# Example usage

This is an example tutorial of how to `tdads` can be used to analyze persistence diagrams. First, let's make sure we have all the necessary dependencies:

In [1]:
%pip install ripser
%pip install matplotlib

Note: you may need to restart the kernel to use updated packages.
Note: you may need to restart the kernel to use updated packages.


Now we'll import all the packages we'll need:

In [8]:
from tdads.machine_learning import *
from tdads.inference import *
from numpy.random import uniform
from numpy import array
from math import cos, sin, pi
from ripser import ripser
import matplotlib.pyplot as plt

For this tutorial we'll create helper functions for generating data and persistence diagrams from circle and spheres:

In [9]:
# function to create a circle dataset and
# compute its diagram
def circle_diagram():
    # sample 100 points from the unit circle
    theta = uniform(low = 0, high = 2*pi, size = 100)
    data = array([[cos(theta[i]), sin(theta[i])] for i in range(100)])
    # compute persistence diagram
    diag = ripser(data, maxdim = 2)
    return [data, diag]

# function to create a sphere dataset and
# compute its diagram
def sphere_diagram():
    # sample 100 points from the unit sphere
    phi = uniform(low = 0, high = 2*pi, size = 100)
    theta = uniform(low = 0, high = pi, size = 100)
    data = array([[sin(theta[i])*cos(phi[i]), sin(theta[i])*sin(phi[i]), cos(theta[i])] for i in range(100)])
    # compute persistence diagram
    diag = ripser(data, maxdim = 2)
    return [data, diag]

Our dataset will be 5 circle datasets (and diagrams) and 5 sphere datasets (and diagrams), totalling 10:

In [10]:
result = [circle_diagram(), circle_diagram(), circle_diagram(), circle_diagram(), circle_diagram(),
          sphere_diagram(), sphere_diagram(), sphere_diagram(), sphere_diagram(), sphere_diagram()]
data = [r[0] for r in result]
diagrams = [r[1] for r in result]

Now we will use the bootstrap procedure to determine the significant topological features in each diagram:

In [11]:
def diag_fun(X, thresh):
    return ripser(X = X, thresh = thresh, maxdim = 2)
boot = diagram_bootstrap(diag_fun = diag_fun, dims = [0,1,2], alpha = 0.01)
boot_diagrams = [boot.compute(X = d, thresh = 2) for d in data]

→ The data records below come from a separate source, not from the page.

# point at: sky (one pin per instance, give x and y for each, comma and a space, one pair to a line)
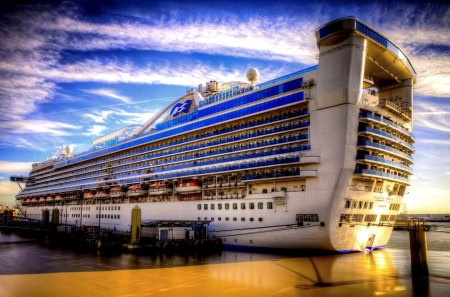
73, 70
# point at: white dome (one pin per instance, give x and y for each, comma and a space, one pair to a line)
252, 75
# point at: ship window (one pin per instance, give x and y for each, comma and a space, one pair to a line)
370, 218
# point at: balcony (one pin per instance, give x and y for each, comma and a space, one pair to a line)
387, 136
382, 161
382, 175
368, 144
403, 112
383, 121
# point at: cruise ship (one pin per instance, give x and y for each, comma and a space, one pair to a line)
316, 159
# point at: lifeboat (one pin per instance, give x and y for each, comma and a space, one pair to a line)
116, 192
158, 188
88, 195
101, 194
135, 190
192, 186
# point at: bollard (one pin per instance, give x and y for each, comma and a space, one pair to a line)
135, 225
418, 247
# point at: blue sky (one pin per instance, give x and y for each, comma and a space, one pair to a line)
72, 70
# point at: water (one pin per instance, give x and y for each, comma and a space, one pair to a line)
438, 239
30, 269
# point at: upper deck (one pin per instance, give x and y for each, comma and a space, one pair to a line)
380, 50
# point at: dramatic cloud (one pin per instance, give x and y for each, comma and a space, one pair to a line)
15, 167
109, 93
37, 126
433, 116
95, 130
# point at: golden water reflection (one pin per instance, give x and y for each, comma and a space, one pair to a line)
357, 274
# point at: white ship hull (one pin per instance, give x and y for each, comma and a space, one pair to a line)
318, 159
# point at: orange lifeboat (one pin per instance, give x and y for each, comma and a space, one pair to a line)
158, 188
116, 192
101, 194
192, 186
135, 190
88, 195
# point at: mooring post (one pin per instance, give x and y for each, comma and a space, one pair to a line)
135, 225
418, 247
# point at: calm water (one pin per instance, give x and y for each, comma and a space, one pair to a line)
20, 255
30, 269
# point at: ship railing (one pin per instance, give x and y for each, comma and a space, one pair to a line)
279, 118
381, 160
122, 175
387, 135
389, 123
386, 148
276, 103
383, 174
169, 175
191, 148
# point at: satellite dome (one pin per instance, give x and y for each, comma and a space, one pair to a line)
252, 75
69, 149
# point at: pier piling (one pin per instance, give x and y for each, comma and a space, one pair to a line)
418, 246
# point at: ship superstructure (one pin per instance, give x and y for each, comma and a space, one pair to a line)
319, 158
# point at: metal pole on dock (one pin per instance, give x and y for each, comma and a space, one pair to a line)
418, 246
135, 225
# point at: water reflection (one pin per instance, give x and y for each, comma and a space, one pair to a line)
375, 274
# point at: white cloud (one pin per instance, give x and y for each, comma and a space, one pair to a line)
437, 200
109, 93
37, 126
432, 116
95, 130
15, 167
9, 188
99, 117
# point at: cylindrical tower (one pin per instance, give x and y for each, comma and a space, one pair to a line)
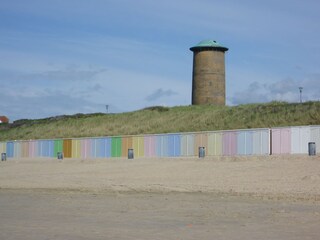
208, 75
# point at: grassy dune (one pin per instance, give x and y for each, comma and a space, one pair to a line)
165, 120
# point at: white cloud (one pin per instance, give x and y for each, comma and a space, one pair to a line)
283, 90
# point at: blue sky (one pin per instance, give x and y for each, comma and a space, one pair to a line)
77, 56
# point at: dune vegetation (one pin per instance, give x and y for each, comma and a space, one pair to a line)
160, 119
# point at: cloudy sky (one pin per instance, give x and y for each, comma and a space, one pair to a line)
77, 56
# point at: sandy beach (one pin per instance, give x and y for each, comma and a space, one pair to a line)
180, 198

The subsetted diagrams show that only the first five diagrams have one loop and only the last five diagrams have one void:

In [12]:
for i in range(10):
    print('Num clusters:' + str(len(boot_diagrams[i]['subsetted_diagram'][0])) + ', num loops: ' + str(len(boot_diagrams[i]['subsetted_diagram'][1])) + ', num voids: ' + str(len(boot_diagrams[i]['subsetted_diagram'][2])))

Num clusters:2, num loops: 1, num voids: 5
Num clusters:1, num loops: 1, num voids: 3
Num clusters:1, num loops: 1, num voids: 3
Num clusters:1, num loops: 1, num voids: 3
Num clusters:2, num loops: 1, num voids: 2
Num clusters:4, num loops: 3, num voids: 1
Num clusters:22, num loops: 1, num voids: 1
Num clusters:23, num loops: 2, num voids: 1
Num clusters:5, num loops: 2, num voids: 1
Num clusters:14, num loops: 1, num voids: 1


It seems like we have resolved the two groups of persistence diagrams, but a 2D MDS projection of the 10 diagrams visually confirms as much:

In [13]:
mds = diagram_mds(p = float('inf'), dim = 2) # for 2-dimensional homology
emb = mds.fit_transform(diagrams)
plt.scatter(emb[:,0], emb[:,1], color = ['red','red','red','red','red','blue','blue','blue','blue','blue'])
plt.xlabel('Embedding dim 1')
plt.ylabel('Embedding dim 2')
plt.show()

ValueError: Array must be symmetric

Finally we can use a permutation test of our two suspected groups to statistically capture their differences in dimensions 0, 1 and 2 (all are near/below 0.05):

In [None]:
pt = perm_test(p = float('inf'), iterations = 50, dims = [0,1,2])
res = pt.test([[d for d in diagrams[0:5]], [d for d in diagrams[5:10]]])
res['p_values']